In contrast, Tilney likes to trust the judgement of its selected fund managers to allocate where they see the greatest opportunities, says managing director Jason Hollands.
It invests in Fidelity Emerging Markets, managed by Nick Price, and Somerset Emerging Markets Dividend Growth. However, it also has allocations to Asia funds, which invest across developed and emerging markets, including First State Asia Focus, Schroder Asian Alpha Plus and Stewart Investors Asia Pacific Leaders.
Asia ex-Japan equity was the most popular type of regional fund within emerging markets over the last year, attracting €9.5bn, according to Morningstar data, and China was the most popular country category, landing €1.5bn into A-shares funds, €479m into Greater China funds and €20m in straight China equity funds.
However, the worst performing regional fund category was Asia Pacific incl Japan, which suffered outflows of €3.5bn over the 12-month period to January.
Portfolio kickers
Neptune India fund manager Kunal Desai says investors tell him they have a core allocation to emerging markets through a global fund and use individual market kickers as a boost to their portfolios.
Desai says India has a lower correlation than some of the “classic” emerging markets, which is helpful for diversification.
“This is because it’s a commodities importer and it’s also very domestically driven.
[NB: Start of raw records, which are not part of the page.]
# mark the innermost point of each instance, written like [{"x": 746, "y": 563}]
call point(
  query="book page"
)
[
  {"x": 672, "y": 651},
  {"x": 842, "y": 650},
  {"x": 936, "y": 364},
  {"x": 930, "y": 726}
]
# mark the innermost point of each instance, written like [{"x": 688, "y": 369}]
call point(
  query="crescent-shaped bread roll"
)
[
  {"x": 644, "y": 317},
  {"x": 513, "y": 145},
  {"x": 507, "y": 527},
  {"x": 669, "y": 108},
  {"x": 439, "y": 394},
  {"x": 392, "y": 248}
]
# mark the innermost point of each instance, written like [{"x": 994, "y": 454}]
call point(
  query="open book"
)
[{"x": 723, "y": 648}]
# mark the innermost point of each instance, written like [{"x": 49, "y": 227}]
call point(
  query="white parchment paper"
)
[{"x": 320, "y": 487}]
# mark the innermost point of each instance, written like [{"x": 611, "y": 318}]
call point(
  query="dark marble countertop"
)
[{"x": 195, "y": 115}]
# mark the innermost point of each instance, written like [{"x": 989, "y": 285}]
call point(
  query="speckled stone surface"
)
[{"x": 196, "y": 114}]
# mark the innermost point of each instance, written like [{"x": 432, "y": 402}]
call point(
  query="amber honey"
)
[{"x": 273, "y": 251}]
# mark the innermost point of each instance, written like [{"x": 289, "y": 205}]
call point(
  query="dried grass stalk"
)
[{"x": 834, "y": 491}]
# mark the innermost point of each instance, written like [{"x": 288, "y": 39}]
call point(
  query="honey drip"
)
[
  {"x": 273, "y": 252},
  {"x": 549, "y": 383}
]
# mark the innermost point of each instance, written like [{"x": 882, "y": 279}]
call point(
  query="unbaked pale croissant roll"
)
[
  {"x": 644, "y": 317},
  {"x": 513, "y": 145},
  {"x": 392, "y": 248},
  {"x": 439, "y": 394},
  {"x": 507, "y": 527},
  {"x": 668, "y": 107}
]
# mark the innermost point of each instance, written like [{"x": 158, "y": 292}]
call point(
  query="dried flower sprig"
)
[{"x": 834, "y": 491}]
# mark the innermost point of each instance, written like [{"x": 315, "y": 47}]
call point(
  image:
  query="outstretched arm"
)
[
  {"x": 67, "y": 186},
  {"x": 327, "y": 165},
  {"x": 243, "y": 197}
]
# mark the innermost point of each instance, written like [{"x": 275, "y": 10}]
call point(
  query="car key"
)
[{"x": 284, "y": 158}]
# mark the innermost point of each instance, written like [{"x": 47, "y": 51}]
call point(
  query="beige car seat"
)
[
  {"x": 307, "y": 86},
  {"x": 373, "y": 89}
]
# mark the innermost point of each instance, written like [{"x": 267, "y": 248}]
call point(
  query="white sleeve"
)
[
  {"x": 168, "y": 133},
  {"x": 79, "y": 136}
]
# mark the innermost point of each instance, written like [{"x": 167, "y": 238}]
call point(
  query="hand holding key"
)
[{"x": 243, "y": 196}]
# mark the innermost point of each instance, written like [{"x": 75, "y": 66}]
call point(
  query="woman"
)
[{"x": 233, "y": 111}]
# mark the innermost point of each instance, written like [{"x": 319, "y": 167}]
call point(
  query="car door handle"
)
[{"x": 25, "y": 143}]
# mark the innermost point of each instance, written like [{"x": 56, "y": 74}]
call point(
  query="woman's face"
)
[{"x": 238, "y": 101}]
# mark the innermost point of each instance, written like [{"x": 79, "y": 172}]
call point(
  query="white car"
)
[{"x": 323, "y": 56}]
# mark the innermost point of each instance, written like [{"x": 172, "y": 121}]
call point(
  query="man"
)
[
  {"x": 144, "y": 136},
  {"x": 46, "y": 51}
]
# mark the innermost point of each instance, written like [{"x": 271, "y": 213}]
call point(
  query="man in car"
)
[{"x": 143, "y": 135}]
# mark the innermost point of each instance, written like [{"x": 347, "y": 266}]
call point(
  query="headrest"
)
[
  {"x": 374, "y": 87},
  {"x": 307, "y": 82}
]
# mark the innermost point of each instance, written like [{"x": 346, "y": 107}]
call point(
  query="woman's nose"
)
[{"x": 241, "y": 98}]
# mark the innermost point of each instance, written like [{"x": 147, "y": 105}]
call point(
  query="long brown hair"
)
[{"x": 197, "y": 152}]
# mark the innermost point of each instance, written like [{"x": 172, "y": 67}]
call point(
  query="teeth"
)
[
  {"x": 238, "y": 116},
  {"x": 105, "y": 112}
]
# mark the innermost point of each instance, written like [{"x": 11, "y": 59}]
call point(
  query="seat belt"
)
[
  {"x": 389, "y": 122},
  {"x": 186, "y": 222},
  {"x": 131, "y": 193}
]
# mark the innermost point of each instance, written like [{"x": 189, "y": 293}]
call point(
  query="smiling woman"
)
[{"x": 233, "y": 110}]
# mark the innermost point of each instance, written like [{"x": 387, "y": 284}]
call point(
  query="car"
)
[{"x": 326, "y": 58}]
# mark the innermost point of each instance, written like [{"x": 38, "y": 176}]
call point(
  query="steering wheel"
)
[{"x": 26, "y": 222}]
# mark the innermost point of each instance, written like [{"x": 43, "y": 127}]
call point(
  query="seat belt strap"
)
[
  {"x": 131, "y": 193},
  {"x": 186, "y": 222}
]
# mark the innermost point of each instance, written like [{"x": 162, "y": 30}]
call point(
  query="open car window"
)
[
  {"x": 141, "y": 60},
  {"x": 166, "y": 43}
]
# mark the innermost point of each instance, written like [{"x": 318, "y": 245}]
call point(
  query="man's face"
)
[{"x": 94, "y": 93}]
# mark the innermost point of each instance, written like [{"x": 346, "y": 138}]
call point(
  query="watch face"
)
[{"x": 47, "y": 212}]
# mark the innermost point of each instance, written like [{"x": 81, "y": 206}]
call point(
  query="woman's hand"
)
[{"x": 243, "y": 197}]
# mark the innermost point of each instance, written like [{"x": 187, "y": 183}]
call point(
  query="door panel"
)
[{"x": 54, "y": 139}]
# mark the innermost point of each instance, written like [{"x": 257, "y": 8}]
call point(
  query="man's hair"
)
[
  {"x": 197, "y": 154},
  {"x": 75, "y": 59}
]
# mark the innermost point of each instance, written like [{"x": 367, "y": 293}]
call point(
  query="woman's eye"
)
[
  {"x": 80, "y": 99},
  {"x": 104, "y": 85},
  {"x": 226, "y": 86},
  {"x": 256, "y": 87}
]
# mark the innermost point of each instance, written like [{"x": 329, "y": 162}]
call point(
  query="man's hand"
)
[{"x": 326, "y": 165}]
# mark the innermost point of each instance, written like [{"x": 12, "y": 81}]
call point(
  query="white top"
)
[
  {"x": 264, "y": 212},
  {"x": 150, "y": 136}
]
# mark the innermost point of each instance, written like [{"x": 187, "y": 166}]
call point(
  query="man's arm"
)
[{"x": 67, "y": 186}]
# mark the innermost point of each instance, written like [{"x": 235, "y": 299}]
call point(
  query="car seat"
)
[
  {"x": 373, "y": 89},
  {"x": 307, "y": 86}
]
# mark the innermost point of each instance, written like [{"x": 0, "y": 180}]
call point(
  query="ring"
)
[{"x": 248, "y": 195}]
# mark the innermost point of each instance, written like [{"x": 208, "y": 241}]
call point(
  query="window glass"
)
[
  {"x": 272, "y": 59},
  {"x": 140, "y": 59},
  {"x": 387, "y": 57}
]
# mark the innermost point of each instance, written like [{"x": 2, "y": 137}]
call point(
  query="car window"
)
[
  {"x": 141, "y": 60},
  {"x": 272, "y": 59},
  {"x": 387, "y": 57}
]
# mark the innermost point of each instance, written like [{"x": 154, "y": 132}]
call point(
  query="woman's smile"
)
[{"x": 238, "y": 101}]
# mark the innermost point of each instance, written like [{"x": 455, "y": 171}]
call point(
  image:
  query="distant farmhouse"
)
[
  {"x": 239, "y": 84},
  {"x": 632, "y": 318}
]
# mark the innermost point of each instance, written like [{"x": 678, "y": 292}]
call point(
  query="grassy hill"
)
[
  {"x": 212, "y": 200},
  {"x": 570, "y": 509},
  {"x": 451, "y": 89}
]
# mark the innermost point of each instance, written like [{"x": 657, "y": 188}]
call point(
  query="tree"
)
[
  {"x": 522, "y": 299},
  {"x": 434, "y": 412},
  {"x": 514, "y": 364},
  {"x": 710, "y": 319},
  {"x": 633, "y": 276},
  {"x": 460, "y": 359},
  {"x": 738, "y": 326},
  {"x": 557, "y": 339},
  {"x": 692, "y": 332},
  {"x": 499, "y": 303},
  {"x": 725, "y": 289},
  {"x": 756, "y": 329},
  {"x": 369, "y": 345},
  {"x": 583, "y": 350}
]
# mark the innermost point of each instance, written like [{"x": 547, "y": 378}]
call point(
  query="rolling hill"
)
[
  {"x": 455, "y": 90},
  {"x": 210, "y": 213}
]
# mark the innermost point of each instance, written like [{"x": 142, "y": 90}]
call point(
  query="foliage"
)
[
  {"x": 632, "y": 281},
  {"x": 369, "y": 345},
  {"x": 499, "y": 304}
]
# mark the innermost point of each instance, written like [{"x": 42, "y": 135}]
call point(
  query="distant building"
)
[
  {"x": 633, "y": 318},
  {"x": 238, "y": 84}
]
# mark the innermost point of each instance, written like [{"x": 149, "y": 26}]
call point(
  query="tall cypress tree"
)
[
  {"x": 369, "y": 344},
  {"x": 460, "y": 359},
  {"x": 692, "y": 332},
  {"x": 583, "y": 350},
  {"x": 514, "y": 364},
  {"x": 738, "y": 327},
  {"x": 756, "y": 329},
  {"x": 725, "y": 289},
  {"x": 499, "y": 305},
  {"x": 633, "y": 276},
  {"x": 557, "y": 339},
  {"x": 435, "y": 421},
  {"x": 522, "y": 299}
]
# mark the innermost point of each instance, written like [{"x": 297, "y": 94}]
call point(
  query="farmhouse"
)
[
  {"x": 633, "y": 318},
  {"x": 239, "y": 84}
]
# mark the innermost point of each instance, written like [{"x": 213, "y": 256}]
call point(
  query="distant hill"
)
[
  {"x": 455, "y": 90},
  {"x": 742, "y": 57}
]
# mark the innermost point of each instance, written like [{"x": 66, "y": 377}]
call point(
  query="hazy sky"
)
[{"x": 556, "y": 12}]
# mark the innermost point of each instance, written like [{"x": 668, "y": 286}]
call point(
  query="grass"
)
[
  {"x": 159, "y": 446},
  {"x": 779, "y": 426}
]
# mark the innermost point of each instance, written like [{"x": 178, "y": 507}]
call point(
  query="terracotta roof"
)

What Trump decides to tweet at 4am in the morning doesn’t have any impact on its growth trajectory,” he says.
India has been one of the few regional funds that have attracted Chelsea Financial Services clients’ interests over the last three to four years, according to managing director Darius McDermott, with Goldman Sachs India and Jupiter India particular favourites.
India was the second most popular country after China over the last year, attracting €1.8bn, according to Morningstar.
Chatfeild-Roberts notes the recently added Invesco Perpetual Asian fund holds relatively less in India than the Stewart Investors Asia Pacific Leaders fund, with 7.9% in the former and 31.3% in the latter.
Return to favour
“Emerging markets have been very unloved, particularly regional funds and they are starting to gain more interest,” McDermott says.
McDermott says whether they choose regional or global emerging market funds in the Chelsea Managed Funds range varies depending on the risk profile.
“We’ve got a small allocation in our Cautious portfolio to the Henderson Global Emerging Markets fund. Because we know the manager is not a heavily momentum, growth-driven fund, it’s always going to take care on valuations.
“In our Aggressive Growth fund, which is our global fund, we don’t mind having direct exposure to Latin America or China or wherever is appropriate.”
The Aggressive Growth fund has 16.2% in Asia ex-Japan and a further 5.7% in the remaining emerging markets.
Hollands says Tilney is currently “relatively positive” on emerging markets as a whole, particularly on valuation grounds.
“However, there are clearly risks to a constructive scenario with some of the recent data coming out of China disappointing and, of course, the prospect of a trade war with the US, which could hurt emerging markets,” Hollands says.
Chatfeild-Roberts describes his view on emerging markets more cautiously as “neutral to negative”, but says he is not particularly positive on any asset class at the moment.